ORIGINAL RESEARCH

Developing an artificial intelligence-based system for medical prediction

Sakhibgareeva MV, Zaozersky AYu
About authors

COMTEK LLC, Ufa, Russia

Correspondence should be addressed: Margarita Sakhibgareeva
ul. Bekhtereva 16, kv. 48, Ufa, Russia, 450047; moc.liamg@1102lv.atiragram

About paper

Contribution of the authors to this work: Sakhibgareeva MV — data processing and analysis, analysis of literature, research, drafting of a manuscript; Zaozersky AYu — research planning, data interpretation, drafting of a manuscript.

Received: 2017-11-23 Accepted: 2017-12-13 Published online: 2018-01-23
|

Development of information technologies aimed to facilitate the efficient delivery of medical care is one of the priority goals set for the Russian healthcare system. Increasing effort is being made to improve the quality of healthcare through the use of information systems, expedite transition from paper files to electronic medical records and employ data mining for the analysis of huge arrays of medical data [1, 2].

Collection of medical data still presents a problem, as noted in a number of works [3, 4], which seriously impedes their digitalization necessary for machine learning and delays development of analytical software. Our close collaboration with the Siberian Center for Information Protection and deployment of the original Zdravookhranenie software in a few regional medical centers allowed us to build a vast database of medical records and obtain authorization to process these data. It was a perfect opportunity to perform data mining using machine learning techniques.

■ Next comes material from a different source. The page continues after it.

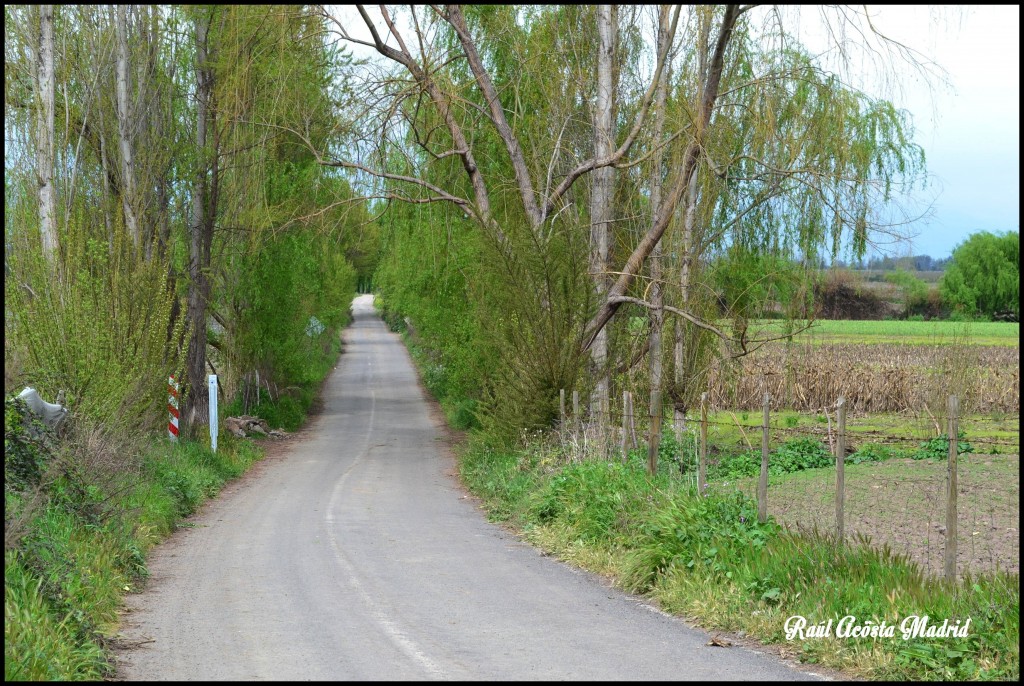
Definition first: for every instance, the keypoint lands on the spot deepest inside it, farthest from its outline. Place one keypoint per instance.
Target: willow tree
(759, 138)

The use of diagnostic information systems in clinical practice can be very beneficial for patients. High workload or the lack of expertise affects clinical decisions doctors make. Besides, a taking into account of a set of information about the patient is a basis for accurate diagnosis, prediction of disease progression and treatment planning; without it clinical decisions are mere approximations [5].

According to A. Chuchalin’s report presented at the Second National Congress of GPs, every third case in Russia is misdiagnosed [6]. Likewise, we have discovered a considerable number of diagnostic errors while analyzing the records of a few healthcare facilities that use our software. In the course of our analysis, we calculated the discrepancies between the definitive and preliminary diagnoses. Results are presented in tab. 1 which features distribution of erroneous diagnoses across different departments of healthcare facilities and tab. 2 showing the percentage of erroneous diagnoses in different nosological categories. Names of the healthcare facilities are not provided in this article for ethical reasons.

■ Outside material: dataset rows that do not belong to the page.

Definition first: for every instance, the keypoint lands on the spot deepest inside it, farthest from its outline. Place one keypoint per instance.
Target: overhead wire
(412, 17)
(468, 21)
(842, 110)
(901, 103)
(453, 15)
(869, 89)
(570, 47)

Not only patients become victims of wrong preliminary diagnoses and get useless treatments but also medical clinics incur considerable expenses: the Fund of Compulsory Health Insurance only subsidizes treatments based on a definitive diagnosis.

In view of this, we decided that prediction of nosological diagnosis should be a priority task in the development of an artificial intelligence-based system. The aim of this work was to test the feasibility of medical data mining using machine learning, to assess prediction accuracy that makes a machine learning model useful, and to enhance our Zdravookhranenie platform.

METHODS

Initial dataset

Medical decisions can be based on a medical history, physical examinations, and results of laboratory or complex functional tests. Lab tests provide the most objective information about patient’s condition and are often used when other methods have failed to identify or confirm a pathology. These tests are especially useful in patients with anemia, lipidemia, hepatitis, seropositive rheumatoid arthritis, etc.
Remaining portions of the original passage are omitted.